Alors que Marche ou crève est sorti sur les écrans il y a quelques semaines à peine, voici qu’un autre roman de Richard Bachman, pseudonyme de l’immense Stephen King, a le droit à son adaptation cinématographique: Running man. Étonnamment, sous ses airs de blockbuster assumé, le film se révèle quant à lui très fidèle à l’œuvre originale. Et pour cause, quel meilleur choix que celui du Britannique Edgar Wright, dont l’humour corrosif des débuts semblait jusqu’alors avoir été oublié dans son Angleterre natale, pour réaliser cette satire de l’Amérique contemporaine.

En préambule, rappelons que Stephen King s’inspire d’une nouvelle de Robert Sheckley parue dans The Magazine of Fantasy et Science Fiction en 1958 dont Yves Boisset tirera son film éponyme en 1983. Boisset accusera de plagiat les producteurs de la première adaptation de Running Man en 1987 par Paul Michael Glaser avec Arnold Schwarzenegger et gagnera son procès. A signaler également que contrairement à ce que pourrait croire le très méchant et satirique La Dixième victime d’Elio Petri ne s’inspire pas de cette nouvelle mais d’une autre de Sheckley au sujet extrêmement proche mais traitée sur un ton plus humoristique.

Running man est le seul roman – au sens strict – de science-fiction du prolifique Stephen King. L’action se déroule en 2025, et il est très amusant de voir comment était imaginée notre époque en 1982 dans le cerveau génialement malade du maître de l’horreur. Nul doute que le contexte politique d’alors – la présidence Reagan (le fait que celui-ci ait été d’abord un acteur avant d’être un politicien), le triomphe du libéralisme et bien sûr de l’écolo-scepticisme – a inspiré la société dystopique façon 1984 décrite dans Running Man. Mais King était probablement bien loin d’imaginer que certaines de ses visions seraient largement dépassées, avec un personnage tel que Trump président des États-Unis par exemple.

Là où quelques adaptations de l’auteur au cinéma se servent littéralement des intrigues, au détriment d’une réelle interprétation et en oubliant le caractère subversif des romans (c’est par exemple le cas pour la version Schwarzenegger), Edgar Wright choisit de conserver la critique qui est faite de la manipulation médiatique et du Capitalisme à outrance, plus que jamais pertinente de nos jours.

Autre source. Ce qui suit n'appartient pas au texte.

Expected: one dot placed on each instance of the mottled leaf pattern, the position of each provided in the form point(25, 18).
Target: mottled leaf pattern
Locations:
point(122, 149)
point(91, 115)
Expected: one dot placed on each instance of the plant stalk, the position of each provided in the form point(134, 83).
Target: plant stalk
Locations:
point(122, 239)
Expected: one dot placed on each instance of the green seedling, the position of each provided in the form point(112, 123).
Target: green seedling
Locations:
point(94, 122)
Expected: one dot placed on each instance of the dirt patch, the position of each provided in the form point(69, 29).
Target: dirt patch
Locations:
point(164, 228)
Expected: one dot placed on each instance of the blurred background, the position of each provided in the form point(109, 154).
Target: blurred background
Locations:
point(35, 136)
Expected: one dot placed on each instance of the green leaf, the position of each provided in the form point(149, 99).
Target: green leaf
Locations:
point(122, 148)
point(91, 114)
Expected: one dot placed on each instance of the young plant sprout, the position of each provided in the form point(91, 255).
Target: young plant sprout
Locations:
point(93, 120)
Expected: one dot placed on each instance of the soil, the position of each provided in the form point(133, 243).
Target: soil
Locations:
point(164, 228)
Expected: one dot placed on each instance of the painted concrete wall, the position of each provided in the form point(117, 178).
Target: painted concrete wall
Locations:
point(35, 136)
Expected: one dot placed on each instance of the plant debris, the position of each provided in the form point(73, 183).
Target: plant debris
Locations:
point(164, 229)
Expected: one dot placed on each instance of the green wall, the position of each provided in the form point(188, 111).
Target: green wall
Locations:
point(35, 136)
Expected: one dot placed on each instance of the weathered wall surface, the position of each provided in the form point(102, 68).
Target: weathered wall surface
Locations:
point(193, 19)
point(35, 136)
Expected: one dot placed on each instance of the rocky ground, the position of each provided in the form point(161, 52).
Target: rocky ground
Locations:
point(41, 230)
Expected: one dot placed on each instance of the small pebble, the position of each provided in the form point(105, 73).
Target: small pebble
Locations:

Mieux encore, dès les premières images, le doute ne plane pas pour le spectateur à qui l’on tend un miroir à peine déformé de l’Amérique d’aujourd’hui, fascisante et terrifiante. Wright dépasse le roman en accentuant l’aspect politique de l’intrigue. Le Running Man est un jeu télévisé (une véritable vision de télé-réalité!) dans laquelle les candidats doivent survivre un mois à la traque conjointe des terribles Chasseurs et des forces de l’ordre. Chaque jour où le candidat n’est pas mort augmente ses gains, tout comme chaque policier ou Chasseur qu’il tue. Personne n’a jamais gagné, la mort constitue la seule issue de l’émission.

Si la lutte des classes est toujours là en toile de fond dans une société toujours plus fracturée, le réalisateur britannique s’en donne à cœur joie pour faire de son anti-héros le porte-voix des cols bleus, contre les cols blancs (appelés Exec dans le film). Le fameux Ben Richards (le running man!) apparaît sous les traits de Glen Powell. Oubliée la belle gueule un peu lisse et aseptisée du pilote de Top Gun: Maverick, l’acteur Américain incarne ici le visage d’une colère destructrice.

Wright montre l’implosion de valeurs Américaines (celles de la famille par exemple) au profit d’une vision forcément sombre et nihiliste. Ainsi, au-delà du vernis civilisationnel censé réguler les pulsions humaines, les États-Unis seraient fondés par la violence, marqueur génétique profondément ancré dans une culture du divertissement cynique. Running man, c’est la mise en scène de la frustration et de la haine d’une classe moyenne abrutie par l’omniprésence des images, miroirs déformés d’une réalité altérée, tronquée, falsifiée. Ainsi la masse des honnêtes gens devient le jouet d’une classe dirigeante qui désigne la classe ouvrière, pauvre et en proie au chômage, comme son ennemie, capable de lui ravir le peu qu’elle a.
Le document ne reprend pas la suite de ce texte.